Editorial: AG should take responsibility for Anglo Leasing payments

By Editorial

Is the State Law Office complicit in the Anglo Leasing scandal? Put in another way, through acts of omission and commission, did the Attorney General, Prof Githu Muigai, fail the country in the settlement of the recent Anglo Leasing cases?

There are those, including the Law Society of Kenya, who think the AG should be held liable over the Sh1.4 billion payout to First Mercantile Securities Corporation and Universal Satspace for security contracts that were not delivered.

Or is he the fall guy in an intricate web of deceit by cartels in the corridors of power?

Actually, there is a growing feeling that since his appointment, the professor of law has made decisions that would curry favour with the Executive.

The Government’s Chief Legal Advisor has given advice on two controversial issues in the recent past.

One involved the controversial Standard Gauge Railway tender where he made an about-turn on his earlier advice.

The latest (which has kicked up a huge storm) was for the Government to honour the Anglo Leasing payments after it lost the cases in a London court.

The particulars of the cases and the arbitration in London are coming out. Most of them point to negligence and dereliction of duty on the part of the State Law Office.

In fact, at a press conference on Friday, President Uhuru Kenyatta apportioned blame to the office and asked the lawyers there to “up their game”. 

For a country strapped up for cash, paying out Sh1.4 billion should have prompted the AG to swing the axe by now.

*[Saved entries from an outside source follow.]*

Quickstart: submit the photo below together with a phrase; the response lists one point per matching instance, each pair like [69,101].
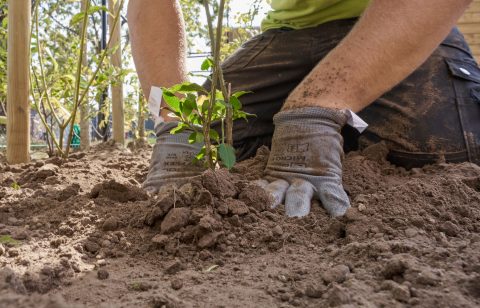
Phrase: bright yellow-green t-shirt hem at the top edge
[299,14]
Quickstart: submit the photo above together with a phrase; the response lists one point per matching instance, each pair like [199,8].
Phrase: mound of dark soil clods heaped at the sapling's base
[210,212]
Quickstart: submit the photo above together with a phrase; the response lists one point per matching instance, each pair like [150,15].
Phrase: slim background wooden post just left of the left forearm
[118,115]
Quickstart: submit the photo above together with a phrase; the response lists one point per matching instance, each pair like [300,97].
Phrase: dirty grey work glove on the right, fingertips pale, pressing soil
[306,161]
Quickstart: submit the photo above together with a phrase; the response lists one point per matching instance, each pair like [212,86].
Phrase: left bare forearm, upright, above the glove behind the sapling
[158,42]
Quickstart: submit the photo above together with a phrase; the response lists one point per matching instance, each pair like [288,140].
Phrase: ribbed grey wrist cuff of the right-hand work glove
[315,113]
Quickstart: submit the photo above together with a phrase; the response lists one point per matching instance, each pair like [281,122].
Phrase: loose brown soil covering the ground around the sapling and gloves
[82,233]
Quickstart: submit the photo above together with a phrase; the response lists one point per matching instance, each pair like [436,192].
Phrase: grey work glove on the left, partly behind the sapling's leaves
[172,158]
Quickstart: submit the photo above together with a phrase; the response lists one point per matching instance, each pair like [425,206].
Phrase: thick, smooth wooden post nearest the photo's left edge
[18,83]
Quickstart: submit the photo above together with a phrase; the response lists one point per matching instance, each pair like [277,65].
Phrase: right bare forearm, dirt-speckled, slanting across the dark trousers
[388,43]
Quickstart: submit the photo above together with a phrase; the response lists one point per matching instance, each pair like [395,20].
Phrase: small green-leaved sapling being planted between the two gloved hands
[197,108]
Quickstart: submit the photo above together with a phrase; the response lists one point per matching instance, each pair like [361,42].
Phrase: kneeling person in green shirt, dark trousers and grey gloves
[401,65]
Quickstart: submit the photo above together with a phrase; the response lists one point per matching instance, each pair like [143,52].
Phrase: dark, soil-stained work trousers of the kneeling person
[433,115]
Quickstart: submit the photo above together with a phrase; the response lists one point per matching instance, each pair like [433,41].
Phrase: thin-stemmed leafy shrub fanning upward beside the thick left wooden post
[57,94]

He would do Kenya great good if he were to jettison any officers found culpable.  And because the buck stops with him, inaction will mean that he walks the plank.

Already, the LSK is initiating proceedings to remove Muigai and two officials at the State Law Office over the handling of the cases.

LSK is justified in its actions.

But even as he ponders on the action to take, the AG should unmask the identities of the architects of the mega scam.

For indeed, if there were negotiations for payments, with who were lawyers from his office negotiating?

On Friday, the president said there was “clear evidence of misdeed in those transactions” and wondered why they were lost.

This does not inspire confidence in the Office of the Attorney General.

No doubt, Anglo Leasing will be with us for a long time to come, but for now, Kenyans need to know who did what, when and where with who. It is a matter that weighs heavily on the minds and conscience of Kenyans.

If the architects of Anglo Leasing remain at large and nameless, from whom will the billions be recovered?

It was on the AG’s advice that the Government undertook to pay this huge amount against services that were never delivered and there is real danger that others will be emboldened to make similar claims against the Government.

For Githu, the hard questions will not go away.